While France’s Paul Reynaud and Britain’s Sir John Simon put their heads together to strengthen the external economy of the Allies (see above), one of Britain’s leading economists advanced a notable plan to strengthen Britain’s internal economy, to help pay for the war while it is being fought, to help smooth the economic bumps which must be felt when it is over. Author was “The Stinger in the Triple Bromide”—Economist John Maynard Keynes, who, as a member of the Economic Advisory Council and secretary of the Royal Economic Society, frequently stimulates the thinking of Britain’s financial triumvirate: Chancellor of the Exchequer Sir John Simon, Governor Montagu Norman of the Bank of England, and Lord Stamp, the Bank’s most celebrated director.
Economist Keynes addressed to the semiofficial London Times two articles to which that august organ gave full space and a respectful editorial. His idea was that Britain should apply a forced loan scheme to all her income earners. As military production goes up in the Government-financed war cycle, production of consumer goods will go down, the cost-of-living will rise.
High war prices, caused by money being a lot more plentiful than goods, are already beginning to worry Great Britain. Economist Keynes’s plan had a particular appeal as a price-keeper-downer since it would lock up money that would otherwise be spent. To keep down the price of consumer goods, to temper the war inflation for those who do not enjoy its upward effect on wages and speculative profits, Mr. Keynes proposed a double levy on all incomes, one part to consist of tax, the other of low-interest (2½%) loan to the Government, to be deposited at the Post Office Savings Bank and redeemed only after hostilities cease (except for personal dire emergency). On small incomes, the tax levy would be low, the loan levy high. Example: on £500 of income, a total of £105 (21%) might be levied, £77½ to be loan credit, £27½-to be tax. On £20,000 income, the total levy might be £16,000 (80%), of which £13,000 would be tax, £3.000 loan credit.

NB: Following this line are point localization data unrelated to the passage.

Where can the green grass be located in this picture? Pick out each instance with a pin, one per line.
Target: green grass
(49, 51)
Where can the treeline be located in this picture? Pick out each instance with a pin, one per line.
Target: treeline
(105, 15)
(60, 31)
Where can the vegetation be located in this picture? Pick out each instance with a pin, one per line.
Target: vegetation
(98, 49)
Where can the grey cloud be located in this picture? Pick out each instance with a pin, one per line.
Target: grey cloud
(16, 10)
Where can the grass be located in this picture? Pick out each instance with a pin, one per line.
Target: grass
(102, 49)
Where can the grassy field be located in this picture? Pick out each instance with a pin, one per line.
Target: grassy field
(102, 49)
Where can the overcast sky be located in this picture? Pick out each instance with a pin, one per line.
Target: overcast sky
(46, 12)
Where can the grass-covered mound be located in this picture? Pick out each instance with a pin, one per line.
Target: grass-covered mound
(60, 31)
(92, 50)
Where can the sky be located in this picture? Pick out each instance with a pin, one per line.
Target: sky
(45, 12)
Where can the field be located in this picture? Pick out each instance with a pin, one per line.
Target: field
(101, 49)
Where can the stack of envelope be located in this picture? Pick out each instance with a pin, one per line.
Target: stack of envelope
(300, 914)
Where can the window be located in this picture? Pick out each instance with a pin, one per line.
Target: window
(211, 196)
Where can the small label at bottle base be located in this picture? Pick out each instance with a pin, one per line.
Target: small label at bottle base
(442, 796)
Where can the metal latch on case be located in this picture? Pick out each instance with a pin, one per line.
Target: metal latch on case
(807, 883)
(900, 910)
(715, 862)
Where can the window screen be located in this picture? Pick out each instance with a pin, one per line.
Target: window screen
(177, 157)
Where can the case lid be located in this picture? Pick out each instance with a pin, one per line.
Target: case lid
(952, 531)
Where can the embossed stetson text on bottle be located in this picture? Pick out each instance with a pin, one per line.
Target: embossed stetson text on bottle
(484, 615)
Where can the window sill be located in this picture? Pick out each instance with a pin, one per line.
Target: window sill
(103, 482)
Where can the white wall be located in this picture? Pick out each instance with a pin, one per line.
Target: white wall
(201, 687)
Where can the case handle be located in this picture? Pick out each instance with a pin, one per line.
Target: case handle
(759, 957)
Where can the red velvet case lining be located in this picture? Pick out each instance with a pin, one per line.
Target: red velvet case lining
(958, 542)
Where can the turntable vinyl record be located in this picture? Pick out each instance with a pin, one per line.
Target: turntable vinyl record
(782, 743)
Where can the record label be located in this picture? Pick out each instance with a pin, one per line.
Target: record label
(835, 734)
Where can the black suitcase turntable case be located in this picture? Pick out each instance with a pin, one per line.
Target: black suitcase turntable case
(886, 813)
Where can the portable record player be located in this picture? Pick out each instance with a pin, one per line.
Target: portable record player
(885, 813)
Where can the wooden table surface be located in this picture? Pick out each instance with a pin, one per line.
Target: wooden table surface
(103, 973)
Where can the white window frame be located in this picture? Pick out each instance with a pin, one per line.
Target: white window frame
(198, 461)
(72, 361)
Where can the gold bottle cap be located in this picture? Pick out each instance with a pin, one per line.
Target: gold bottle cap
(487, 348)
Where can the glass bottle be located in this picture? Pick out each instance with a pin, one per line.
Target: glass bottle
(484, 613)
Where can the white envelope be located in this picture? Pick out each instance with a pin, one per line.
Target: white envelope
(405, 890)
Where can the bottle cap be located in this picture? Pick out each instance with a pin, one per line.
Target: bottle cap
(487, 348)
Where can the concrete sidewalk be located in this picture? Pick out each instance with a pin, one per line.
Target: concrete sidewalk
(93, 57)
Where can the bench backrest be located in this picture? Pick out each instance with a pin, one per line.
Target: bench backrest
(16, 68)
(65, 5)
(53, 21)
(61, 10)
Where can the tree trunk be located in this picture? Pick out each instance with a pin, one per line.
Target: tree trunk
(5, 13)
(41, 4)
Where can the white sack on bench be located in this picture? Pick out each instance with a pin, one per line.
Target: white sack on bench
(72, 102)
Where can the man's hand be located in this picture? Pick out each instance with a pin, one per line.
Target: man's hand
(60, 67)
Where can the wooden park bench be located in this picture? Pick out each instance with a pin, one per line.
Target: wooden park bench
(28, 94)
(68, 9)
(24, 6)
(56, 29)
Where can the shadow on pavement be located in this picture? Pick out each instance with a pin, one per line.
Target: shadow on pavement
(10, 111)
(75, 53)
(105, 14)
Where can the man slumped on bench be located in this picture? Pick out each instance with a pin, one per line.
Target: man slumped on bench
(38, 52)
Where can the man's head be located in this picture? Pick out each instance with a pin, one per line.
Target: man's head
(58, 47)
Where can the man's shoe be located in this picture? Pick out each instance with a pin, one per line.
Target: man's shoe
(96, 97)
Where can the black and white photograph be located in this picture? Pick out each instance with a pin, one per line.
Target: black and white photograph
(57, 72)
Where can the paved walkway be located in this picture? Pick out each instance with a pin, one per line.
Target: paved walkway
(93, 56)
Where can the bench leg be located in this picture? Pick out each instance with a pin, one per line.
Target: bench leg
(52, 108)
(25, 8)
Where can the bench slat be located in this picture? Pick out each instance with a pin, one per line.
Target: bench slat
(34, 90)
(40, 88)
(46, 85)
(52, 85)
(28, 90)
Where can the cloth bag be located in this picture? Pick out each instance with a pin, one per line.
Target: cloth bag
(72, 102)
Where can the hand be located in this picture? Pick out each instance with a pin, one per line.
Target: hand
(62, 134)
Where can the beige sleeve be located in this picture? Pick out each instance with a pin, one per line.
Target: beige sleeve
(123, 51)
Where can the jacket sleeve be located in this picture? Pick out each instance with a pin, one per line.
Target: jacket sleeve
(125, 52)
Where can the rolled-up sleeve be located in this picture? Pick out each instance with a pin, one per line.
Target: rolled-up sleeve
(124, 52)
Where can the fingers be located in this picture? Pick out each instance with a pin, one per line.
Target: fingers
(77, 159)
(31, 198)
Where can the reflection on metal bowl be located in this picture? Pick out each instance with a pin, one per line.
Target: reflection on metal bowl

Mr. Keynes added that British soldiers’ pay might be raised similarly, by “the reward of deferred consumption” instead of cash. Instead of more pay now, Tommies would receive savings certificates (“bonus”) which, when war ends, would enable them to share in the increase of consumer goods which would then ensue, thus benefiting both themselves and the national economy.
London’s “City” viewed this Keynes Plan askance as “totalitarianism.” The Times feared it would decrease production of consumer goods at a time when unemployment is still high, but said the plan “deserves the most serious examination.” To Tommy in the trenches, it sounded fine.